Step 1: Load necessary packages

from bs4 import BeautifulSoup
import urllib
import re
import pandas as pd
import requests
from urllib.request import urlopen
import seaborn as sns
import matplotlib.pyplot as plt

Step 2: Web Scape Indeed for data scientist jobs

Here, I am scraping Indeed mobile page since it has a easier page layout which is shown below:

By getting into all the job links, we can extract the job descriptions for each job in each link. Here, the example is getting the data scientist jobs in Los Angeles.

url = "https://www.indeed.com/m/jobs?q=%22data+scientist%22&l=los+angeles&start=0"
page = urlopen(url)
soup = BeautifulSoup(page, 'lxml')
all_matches = soup.findAll(attrs={'rel':['nofollow']})
for i in all_matches:
    jd_url = 'http://www.indeed.com/m/'+i['href']
    response = requests.get(jd_url)
    jd_page = response.text
    jd_soup = BeautifulSoup(jd_page, 'lxml')
    jd_desc = jd_soup.findAll('div',attrs={'id':['desc']})

Step 3: Find out the programming language using regular expression and count them

Initialized the count of each languages to zero. After that, use regular expression to find out those programming languages in the job description. If we find the language mentioned in the job description, we add it to the count.
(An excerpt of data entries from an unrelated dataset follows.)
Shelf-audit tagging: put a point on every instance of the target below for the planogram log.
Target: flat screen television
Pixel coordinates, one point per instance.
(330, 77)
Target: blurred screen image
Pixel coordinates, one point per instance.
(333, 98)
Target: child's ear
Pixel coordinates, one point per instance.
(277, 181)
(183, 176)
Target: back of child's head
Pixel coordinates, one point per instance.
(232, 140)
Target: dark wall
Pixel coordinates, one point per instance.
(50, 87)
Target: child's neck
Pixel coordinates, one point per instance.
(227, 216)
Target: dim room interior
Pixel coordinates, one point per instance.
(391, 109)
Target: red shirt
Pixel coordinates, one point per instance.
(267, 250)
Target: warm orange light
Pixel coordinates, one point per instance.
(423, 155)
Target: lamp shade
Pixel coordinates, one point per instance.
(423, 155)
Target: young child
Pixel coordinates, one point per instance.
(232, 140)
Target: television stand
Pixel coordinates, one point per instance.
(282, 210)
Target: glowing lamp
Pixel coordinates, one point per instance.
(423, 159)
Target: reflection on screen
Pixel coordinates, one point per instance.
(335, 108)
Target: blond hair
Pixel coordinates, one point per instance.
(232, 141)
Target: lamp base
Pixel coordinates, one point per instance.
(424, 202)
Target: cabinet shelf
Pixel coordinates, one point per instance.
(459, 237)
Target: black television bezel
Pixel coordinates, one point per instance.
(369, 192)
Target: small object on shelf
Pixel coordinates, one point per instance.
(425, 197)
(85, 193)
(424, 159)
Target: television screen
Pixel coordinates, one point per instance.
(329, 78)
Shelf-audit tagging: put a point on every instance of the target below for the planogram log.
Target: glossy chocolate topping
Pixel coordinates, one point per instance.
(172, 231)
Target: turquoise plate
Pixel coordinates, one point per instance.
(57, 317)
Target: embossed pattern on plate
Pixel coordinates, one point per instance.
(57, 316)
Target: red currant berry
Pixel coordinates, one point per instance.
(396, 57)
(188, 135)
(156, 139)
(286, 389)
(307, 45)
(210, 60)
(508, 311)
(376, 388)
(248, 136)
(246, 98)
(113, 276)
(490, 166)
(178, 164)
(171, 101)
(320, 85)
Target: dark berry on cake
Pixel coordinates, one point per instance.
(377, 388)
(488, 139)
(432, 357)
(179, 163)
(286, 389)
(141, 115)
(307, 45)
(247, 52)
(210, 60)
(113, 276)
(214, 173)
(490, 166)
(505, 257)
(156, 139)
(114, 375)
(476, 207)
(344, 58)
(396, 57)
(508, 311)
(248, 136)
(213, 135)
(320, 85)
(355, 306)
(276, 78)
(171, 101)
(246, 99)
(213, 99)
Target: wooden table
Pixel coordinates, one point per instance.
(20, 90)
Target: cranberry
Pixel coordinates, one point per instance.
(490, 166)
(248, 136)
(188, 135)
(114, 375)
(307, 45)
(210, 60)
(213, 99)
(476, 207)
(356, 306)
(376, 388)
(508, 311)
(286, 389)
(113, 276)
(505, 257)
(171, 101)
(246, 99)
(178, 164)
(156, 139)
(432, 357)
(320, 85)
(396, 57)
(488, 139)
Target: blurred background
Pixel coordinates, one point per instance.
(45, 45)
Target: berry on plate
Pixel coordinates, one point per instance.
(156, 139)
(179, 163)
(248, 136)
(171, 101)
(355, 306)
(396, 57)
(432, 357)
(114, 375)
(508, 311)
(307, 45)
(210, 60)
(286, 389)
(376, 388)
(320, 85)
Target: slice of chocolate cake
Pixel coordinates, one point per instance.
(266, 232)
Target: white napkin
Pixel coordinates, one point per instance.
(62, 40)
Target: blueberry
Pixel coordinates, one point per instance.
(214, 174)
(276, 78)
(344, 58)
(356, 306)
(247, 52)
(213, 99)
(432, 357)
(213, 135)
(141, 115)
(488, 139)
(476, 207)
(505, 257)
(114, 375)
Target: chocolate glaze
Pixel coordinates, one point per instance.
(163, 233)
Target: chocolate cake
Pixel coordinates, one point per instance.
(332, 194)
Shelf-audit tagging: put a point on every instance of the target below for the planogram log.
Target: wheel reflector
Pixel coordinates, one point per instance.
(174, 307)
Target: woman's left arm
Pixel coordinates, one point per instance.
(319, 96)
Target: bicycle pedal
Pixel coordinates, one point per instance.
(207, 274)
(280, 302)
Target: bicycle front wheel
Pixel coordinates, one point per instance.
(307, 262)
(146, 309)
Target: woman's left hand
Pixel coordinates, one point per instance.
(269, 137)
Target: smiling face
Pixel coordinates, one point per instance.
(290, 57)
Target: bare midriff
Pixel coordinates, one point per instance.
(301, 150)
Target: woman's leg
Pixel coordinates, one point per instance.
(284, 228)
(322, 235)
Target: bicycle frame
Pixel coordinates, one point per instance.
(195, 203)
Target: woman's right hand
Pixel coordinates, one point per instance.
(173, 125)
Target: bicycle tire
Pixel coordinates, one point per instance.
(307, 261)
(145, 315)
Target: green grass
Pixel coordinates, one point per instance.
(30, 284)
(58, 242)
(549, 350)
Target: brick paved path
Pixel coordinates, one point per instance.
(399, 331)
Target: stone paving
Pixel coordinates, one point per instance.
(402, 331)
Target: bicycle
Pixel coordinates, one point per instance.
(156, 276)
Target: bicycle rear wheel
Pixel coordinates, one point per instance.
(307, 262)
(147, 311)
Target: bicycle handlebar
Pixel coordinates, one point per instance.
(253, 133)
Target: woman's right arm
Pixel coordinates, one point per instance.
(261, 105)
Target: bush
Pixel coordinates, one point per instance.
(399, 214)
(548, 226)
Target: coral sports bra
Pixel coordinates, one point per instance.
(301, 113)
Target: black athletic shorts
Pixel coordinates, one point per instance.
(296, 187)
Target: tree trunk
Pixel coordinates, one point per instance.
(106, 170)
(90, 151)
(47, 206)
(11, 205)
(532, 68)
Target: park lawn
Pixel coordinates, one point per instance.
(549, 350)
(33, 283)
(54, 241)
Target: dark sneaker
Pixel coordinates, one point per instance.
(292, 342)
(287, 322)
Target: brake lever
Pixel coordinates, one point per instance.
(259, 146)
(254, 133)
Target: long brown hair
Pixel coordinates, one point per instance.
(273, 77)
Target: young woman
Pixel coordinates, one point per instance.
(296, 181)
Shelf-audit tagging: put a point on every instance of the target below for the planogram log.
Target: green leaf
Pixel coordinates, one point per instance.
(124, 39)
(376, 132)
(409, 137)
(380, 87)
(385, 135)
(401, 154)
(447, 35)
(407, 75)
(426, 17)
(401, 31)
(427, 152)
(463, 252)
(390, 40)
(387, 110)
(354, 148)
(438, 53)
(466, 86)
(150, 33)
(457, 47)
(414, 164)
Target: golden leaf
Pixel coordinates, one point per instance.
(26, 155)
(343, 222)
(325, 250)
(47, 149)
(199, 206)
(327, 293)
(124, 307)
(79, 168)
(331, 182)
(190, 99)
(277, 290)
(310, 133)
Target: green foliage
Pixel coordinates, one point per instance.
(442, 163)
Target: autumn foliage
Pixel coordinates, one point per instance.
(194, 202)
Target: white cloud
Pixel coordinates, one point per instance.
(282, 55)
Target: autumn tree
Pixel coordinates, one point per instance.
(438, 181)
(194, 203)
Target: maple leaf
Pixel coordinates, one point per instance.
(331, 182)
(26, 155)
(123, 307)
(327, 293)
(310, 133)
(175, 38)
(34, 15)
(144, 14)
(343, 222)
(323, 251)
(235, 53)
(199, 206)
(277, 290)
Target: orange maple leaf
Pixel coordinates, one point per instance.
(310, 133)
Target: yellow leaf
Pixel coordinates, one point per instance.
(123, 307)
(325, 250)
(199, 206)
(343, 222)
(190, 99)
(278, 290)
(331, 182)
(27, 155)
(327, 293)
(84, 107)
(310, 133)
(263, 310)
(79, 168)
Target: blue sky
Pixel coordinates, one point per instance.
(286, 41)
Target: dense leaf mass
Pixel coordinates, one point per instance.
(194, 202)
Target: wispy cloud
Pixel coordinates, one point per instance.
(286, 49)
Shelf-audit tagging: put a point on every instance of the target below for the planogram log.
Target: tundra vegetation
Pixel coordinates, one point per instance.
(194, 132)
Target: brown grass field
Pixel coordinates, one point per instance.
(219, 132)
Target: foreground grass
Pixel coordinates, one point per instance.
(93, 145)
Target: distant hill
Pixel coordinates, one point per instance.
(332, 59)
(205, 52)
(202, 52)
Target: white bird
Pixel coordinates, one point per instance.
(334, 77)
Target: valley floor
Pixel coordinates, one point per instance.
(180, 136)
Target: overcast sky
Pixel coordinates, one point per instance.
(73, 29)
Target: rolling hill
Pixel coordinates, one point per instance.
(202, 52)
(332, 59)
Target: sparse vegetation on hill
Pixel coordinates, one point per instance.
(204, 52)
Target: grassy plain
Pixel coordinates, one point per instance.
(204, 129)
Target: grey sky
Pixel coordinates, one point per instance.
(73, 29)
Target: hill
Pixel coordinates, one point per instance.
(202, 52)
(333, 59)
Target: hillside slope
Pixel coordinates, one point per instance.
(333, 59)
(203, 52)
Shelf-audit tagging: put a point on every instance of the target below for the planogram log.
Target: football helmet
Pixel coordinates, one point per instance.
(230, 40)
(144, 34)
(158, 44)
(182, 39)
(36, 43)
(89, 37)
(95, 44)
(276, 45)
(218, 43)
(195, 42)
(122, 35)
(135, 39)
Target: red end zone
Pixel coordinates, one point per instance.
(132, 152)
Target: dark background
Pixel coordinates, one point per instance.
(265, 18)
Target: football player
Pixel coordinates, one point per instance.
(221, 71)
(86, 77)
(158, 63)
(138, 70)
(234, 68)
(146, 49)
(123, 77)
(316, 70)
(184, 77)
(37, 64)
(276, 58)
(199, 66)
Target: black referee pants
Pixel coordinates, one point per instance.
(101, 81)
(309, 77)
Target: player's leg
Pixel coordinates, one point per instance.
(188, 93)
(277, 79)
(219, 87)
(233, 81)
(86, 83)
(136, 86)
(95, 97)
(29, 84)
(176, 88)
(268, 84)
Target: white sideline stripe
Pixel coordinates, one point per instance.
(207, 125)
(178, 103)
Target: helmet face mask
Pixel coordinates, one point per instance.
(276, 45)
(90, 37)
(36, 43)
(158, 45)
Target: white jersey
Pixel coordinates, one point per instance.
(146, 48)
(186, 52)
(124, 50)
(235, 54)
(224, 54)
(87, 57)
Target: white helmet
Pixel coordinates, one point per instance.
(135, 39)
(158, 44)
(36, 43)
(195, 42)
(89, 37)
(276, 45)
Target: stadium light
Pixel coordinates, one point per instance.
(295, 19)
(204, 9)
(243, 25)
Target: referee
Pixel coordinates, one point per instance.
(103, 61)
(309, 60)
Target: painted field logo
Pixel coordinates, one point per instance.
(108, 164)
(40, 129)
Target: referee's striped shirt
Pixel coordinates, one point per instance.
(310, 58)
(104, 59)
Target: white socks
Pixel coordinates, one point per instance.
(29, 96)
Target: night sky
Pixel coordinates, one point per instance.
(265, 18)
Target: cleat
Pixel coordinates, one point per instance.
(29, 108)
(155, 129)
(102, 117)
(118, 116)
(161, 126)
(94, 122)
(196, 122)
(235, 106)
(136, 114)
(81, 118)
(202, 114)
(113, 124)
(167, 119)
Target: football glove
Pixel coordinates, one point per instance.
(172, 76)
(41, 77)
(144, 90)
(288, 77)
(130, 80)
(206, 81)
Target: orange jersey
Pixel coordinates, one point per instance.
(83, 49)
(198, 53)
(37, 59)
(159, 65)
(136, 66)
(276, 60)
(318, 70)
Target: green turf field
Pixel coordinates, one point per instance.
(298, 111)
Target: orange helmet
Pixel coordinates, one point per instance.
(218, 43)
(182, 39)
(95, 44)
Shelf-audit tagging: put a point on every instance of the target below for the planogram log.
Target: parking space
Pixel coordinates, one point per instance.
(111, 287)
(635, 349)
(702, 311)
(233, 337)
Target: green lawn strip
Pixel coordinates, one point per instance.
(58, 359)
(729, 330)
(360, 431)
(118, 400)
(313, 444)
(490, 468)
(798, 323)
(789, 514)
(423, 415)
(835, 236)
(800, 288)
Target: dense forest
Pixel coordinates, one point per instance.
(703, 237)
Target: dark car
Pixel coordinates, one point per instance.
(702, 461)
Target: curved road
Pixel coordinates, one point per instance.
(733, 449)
Here, I showed how I get the count of python.

sum_py = 0python = re.findall(r'[\/\b]?[Pp]ython[\s\/,]?', str(jd_desc))sum_py = sum_py + len(python)

Step 4: Put the count into a dataframe

df=pd.DataFrame({'language':["C","C++","Java","Javascript","Python","R","SQL","Hadoop","Hive","Pig","Spark","AWS","Tableau"],
'count':[sum_C,sum_Cplus,sum_java,sum_javascript,sum_py,sum_r,sum_sql,sum_hadoop,sum_hive,sum_pig,sum_spark,sum_aws,sum_tableau]})

Step 5: Visualize the result

I am using seaborn to visualize the dataframe.

f, axes = plt.subplots(4, 2, figsize=(20, 20))
sns.despine(left=True)


sns.barplot(x='language', y='count', data=df_losangeles,ax=axes[0, 0]).set_title('Los Angeles',fontsize=20)
sns.barplot(x='language', y='count', data=df_sanfrancisco,ax=axes[0, 1]).set_title('San Francisco',fontsize=20)
sns.barplot(x='language', y='count', data=df_newyork,ax=axes[1, 0]).set_title('New York',fontsize=20)
sns.barplot(x='language', y='count', data=df_boston,ax=axes[1, 1]).set_title('Boston',fontsize=20)
sns.barplot(x='language', y='count', data=df_chicago,ax=axes[2, 0]).set_title('Chicago',fontsize=20)
sns.barplot(x='language', y='count', data=df_austin,ax=axes[2, 1]).set_title('Austin',fontsize=20)
sns.barplot(x='language', y='count', data=df_dc,ax=axes[3, 0]).set_title('DC',fontsize=20)
sns.barplot(x='language', y='count', data=df_orange_county,ax=axes[3, 1]).set_title('Orange County',fontsize=20)

Conclusion

To sum up, Python and SQL seems to be widely used for data scientists nowadays. The skill frequencies of different programming languages might differ in different locations. Knowing where you would like to work and focus more on those top languages will definitely give you a higher opportunity of landing a job.